A new Vermont state law set to go into effect on July 1, 2013, creates penalties for “bad faith assertions of patent infringement.” While this law may eventually be struck down due to preemption by federal patent law, patent owners should be aware of its provisions before engaging in enforcement activities directed to any entity that may be considered a “Vermont person” or the customer of one.
Vermont bill H. 299, which will be codified as 9 V.S.A. §§ 4195 – 4199, states that its purpose is to help the state attract small and medium-sized technology companies by protecting them against expensive patent litigation brought in “bad faith.” 9 V.S.A. § 4195. A patent owner can violate the law by simply sending a demand letter or making “an assertion or allegation of patent infringement” in bad faith, even if no lawsuit has been filed. 9 V.S.A. § 4196(2). The act identifies a lengthy list of factors for a court to consider in determining whether an infringement allegation has been made in “bad faith.” Many of those factors are based on the specific assertion of infringement being challenged, but others relate to the general business structure and practices of the patent owner.
For example, the act considers it evidence of bad faith to send an infringement demand letter that does not contain “factual allegations concerning the specific areas in which the target’s products, services, and technology infringe the patent or are covered by the claims in the patent,” or if the patentee fails to provide that information “within a reasonable period of time” after the accused infringer requests it. 9 V.S.A. § 4197(b)(1)(C) & (3). Likewise, the act considers it evidence of bad faith to demand that the accused infringer “respon[d] within an unreasonably short period of time” or to propose a license fee “that is not based on a reasonable estimate of the value of the license.” 9 V.S.A. § 4197(b)(4) & (5).

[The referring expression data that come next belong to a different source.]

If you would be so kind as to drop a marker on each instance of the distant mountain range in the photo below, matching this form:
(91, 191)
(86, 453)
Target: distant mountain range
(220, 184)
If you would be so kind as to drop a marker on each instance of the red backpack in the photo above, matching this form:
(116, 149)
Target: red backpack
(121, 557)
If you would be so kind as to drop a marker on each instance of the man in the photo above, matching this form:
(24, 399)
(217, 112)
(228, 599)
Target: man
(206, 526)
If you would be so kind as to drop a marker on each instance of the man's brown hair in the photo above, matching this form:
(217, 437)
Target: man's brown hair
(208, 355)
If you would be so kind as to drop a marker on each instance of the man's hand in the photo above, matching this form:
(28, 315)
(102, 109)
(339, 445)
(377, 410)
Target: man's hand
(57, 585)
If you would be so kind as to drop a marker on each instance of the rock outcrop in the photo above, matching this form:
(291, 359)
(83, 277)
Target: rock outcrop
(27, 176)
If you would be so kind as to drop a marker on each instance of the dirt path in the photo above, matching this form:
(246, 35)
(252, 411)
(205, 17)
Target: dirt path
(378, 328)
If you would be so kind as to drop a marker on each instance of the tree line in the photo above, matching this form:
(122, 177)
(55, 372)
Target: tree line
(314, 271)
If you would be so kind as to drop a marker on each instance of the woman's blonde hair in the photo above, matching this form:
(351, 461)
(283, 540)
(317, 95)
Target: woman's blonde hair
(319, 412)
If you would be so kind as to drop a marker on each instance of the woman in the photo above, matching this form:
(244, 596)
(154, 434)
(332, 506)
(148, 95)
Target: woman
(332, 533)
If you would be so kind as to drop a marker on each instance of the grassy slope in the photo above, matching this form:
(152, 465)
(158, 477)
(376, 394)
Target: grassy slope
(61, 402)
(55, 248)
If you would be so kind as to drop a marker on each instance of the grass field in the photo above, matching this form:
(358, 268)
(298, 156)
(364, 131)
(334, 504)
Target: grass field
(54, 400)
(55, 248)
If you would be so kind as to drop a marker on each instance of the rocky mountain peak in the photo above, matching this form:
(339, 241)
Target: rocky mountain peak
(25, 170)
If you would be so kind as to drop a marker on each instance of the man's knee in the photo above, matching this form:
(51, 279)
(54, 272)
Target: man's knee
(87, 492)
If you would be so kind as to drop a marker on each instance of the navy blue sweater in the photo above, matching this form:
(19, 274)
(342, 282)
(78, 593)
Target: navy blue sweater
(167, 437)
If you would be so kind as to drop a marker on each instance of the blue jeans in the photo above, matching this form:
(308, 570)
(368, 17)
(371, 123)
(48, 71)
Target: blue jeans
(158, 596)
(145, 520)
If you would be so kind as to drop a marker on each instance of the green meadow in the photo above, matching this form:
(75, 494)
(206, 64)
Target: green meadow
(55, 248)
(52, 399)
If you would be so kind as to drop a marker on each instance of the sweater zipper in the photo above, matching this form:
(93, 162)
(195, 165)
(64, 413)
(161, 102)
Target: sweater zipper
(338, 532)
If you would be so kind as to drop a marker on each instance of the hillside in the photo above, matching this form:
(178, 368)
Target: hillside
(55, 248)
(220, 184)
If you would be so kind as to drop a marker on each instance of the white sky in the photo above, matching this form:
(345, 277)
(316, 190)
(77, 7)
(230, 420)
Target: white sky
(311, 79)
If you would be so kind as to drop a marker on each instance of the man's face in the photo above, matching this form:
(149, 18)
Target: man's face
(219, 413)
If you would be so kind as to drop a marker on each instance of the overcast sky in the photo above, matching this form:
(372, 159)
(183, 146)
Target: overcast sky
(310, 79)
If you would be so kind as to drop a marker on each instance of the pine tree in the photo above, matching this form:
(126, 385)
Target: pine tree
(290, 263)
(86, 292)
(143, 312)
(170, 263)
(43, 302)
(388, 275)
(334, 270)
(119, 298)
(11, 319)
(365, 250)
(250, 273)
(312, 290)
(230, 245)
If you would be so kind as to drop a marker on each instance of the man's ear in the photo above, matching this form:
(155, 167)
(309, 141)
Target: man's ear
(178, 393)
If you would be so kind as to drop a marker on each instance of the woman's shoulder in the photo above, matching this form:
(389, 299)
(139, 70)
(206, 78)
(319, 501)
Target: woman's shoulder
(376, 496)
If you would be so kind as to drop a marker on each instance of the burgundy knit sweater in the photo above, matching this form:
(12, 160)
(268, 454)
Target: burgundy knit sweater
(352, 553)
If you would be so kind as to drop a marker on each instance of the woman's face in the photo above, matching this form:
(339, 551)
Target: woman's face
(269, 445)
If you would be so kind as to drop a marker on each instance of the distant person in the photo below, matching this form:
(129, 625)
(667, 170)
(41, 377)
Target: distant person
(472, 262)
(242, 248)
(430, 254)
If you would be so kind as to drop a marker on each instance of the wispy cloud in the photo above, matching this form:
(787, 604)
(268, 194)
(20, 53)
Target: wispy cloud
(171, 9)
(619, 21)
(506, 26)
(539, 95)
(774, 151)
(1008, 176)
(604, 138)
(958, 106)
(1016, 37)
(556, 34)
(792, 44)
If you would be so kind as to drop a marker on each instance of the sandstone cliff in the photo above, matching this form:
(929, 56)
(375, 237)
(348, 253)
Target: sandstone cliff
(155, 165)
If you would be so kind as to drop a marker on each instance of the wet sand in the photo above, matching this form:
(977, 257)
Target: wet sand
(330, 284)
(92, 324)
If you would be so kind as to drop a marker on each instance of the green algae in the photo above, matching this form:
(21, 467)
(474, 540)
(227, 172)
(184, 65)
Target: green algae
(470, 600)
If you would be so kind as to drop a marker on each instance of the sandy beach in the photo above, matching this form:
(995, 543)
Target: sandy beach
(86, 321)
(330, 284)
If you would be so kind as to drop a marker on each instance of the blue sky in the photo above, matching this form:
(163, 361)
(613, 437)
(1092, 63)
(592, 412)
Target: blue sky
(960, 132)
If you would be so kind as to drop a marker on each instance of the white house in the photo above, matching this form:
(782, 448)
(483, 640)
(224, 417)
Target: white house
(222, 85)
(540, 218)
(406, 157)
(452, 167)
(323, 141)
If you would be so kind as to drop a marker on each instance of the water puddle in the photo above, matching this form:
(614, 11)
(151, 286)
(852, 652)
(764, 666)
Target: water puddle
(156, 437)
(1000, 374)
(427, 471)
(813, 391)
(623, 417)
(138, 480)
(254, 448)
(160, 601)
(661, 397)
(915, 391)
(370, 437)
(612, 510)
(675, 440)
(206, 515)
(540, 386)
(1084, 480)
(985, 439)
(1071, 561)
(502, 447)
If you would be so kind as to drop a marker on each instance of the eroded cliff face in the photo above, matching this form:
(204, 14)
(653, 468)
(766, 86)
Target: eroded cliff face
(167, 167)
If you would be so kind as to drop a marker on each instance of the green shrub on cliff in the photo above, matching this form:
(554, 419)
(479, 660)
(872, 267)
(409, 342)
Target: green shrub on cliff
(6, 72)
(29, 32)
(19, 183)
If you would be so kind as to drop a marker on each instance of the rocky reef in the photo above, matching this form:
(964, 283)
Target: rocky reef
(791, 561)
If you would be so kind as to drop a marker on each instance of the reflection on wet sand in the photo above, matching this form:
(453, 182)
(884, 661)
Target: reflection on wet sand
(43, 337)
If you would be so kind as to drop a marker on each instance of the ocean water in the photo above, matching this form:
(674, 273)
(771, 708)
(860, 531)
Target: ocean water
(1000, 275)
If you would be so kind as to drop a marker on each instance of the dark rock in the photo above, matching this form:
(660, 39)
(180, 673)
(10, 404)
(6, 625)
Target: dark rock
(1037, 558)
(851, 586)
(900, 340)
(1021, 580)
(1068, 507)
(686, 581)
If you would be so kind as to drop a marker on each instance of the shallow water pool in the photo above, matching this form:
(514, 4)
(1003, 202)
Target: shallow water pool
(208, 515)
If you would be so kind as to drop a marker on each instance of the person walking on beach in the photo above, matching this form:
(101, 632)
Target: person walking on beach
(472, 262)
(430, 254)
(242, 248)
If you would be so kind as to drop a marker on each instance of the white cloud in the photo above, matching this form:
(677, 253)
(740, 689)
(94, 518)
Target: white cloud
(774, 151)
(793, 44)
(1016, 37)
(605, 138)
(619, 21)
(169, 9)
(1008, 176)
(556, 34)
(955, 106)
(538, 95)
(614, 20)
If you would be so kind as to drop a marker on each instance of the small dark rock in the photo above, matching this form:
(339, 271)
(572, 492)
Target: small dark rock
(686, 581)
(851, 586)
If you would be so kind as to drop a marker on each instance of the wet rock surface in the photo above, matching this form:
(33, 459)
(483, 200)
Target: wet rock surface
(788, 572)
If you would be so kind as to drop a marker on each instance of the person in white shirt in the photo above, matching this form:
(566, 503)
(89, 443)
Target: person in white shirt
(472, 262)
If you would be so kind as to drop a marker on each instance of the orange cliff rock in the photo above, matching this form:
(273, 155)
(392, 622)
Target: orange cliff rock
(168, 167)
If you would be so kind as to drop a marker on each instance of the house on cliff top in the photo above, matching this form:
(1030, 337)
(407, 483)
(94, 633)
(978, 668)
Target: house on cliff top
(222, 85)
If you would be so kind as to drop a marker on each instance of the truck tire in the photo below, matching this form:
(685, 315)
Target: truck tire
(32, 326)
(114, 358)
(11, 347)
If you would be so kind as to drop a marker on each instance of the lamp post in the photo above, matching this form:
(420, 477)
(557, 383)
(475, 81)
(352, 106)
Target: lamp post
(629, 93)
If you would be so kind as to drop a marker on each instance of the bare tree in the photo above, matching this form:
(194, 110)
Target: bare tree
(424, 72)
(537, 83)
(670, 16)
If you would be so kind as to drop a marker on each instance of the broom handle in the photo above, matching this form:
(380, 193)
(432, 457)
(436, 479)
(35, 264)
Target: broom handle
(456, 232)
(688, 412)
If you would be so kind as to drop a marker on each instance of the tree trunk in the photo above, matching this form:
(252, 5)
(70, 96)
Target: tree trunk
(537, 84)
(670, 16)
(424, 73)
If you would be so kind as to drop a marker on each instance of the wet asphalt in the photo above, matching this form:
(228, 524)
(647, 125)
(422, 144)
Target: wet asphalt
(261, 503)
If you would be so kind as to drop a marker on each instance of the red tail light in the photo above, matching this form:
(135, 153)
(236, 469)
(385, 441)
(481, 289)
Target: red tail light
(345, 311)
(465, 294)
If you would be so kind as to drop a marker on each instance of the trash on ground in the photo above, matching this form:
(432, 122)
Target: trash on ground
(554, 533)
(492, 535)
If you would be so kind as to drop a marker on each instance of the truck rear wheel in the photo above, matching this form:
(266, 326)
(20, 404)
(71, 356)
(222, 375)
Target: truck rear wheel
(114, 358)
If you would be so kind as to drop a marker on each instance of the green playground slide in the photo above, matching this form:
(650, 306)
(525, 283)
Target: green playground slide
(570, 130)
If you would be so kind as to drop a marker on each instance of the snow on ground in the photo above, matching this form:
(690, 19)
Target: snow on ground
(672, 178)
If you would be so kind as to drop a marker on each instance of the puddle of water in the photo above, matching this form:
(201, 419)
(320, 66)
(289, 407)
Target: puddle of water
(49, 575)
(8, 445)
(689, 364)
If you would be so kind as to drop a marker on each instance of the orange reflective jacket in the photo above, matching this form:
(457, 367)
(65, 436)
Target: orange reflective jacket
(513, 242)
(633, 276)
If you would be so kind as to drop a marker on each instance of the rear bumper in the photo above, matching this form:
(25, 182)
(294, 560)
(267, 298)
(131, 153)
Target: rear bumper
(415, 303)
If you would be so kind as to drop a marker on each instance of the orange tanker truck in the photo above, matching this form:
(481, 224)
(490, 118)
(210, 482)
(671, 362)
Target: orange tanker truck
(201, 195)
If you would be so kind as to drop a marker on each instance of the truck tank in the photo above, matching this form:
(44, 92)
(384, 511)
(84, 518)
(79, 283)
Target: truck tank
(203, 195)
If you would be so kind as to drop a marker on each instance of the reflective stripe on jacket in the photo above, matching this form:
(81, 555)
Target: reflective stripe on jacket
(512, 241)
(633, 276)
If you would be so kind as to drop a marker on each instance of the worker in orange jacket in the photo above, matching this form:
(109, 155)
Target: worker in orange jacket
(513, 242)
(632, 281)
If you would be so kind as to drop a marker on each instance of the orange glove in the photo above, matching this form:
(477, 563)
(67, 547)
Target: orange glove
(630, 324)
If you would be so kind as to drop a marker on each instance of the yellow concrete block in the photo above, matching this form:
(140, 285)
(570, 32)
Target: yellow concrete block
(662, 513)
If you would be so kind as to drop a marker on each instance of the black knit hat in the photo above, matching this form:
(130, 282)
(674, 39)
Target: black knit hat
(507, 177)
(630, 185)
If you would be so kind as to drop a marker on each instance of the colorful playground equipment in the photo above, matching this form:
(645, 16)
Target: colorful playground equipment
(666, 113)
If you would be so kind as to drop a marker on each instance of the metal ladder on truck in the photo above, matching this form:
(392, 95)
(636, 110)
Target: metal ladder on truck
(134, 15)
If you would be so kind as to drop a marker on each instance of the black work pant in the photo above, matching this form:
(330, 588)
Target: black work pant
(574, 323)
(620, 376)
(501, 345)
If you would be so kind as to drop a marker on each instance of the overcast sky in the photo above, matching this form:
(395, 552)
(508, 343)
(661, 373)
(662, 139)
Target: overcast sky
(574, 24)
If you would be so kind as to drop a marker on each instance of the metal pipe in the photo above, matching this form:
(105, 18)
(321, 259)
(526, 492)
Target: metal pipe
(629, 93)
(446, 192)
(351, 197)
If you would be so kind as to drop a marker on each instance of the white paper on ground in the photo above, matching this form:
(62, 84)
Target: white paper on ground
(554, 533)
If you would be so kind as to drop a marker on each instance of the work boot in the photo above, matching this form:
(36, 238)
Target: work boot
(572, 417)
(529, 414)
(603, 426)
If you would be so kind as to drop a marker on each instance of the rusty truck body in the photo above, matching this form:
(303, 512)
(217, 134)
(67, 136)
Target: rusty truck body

Conversely, the act considers it evidence of good faith if the patent owner “makes a substantial investment in the use of the patent or in the production or sale of a product or item covered by the patent,” if the patent owner is the inventor of the patent, or if the patent owner is an institution of higher education. 9 V.S.A. § 4197(c)(4) & (5). By carving out those classes of patent owners as inherently trustworthy, the act creates a higher burden for proving good faith by for-profit patent assertion and licensing entities.
If a court finds that these factors show “a reasonable likelihood that a person has made a bad faith assertion of patent infringement,” it can require the patent owner to post a bond of up to $250,000 to cover the accused infringer’s anticipated litigation costs. 9 V.S.A. § 4198. The act also authorizes an alleged infringer to file a lawsuit affirmatively in Vermont Superior Court seeking equitable relief, damages, costs and fees, along with exemplary damages of three times the total damage, cost and fee award. 9 V.S.A. § 4199.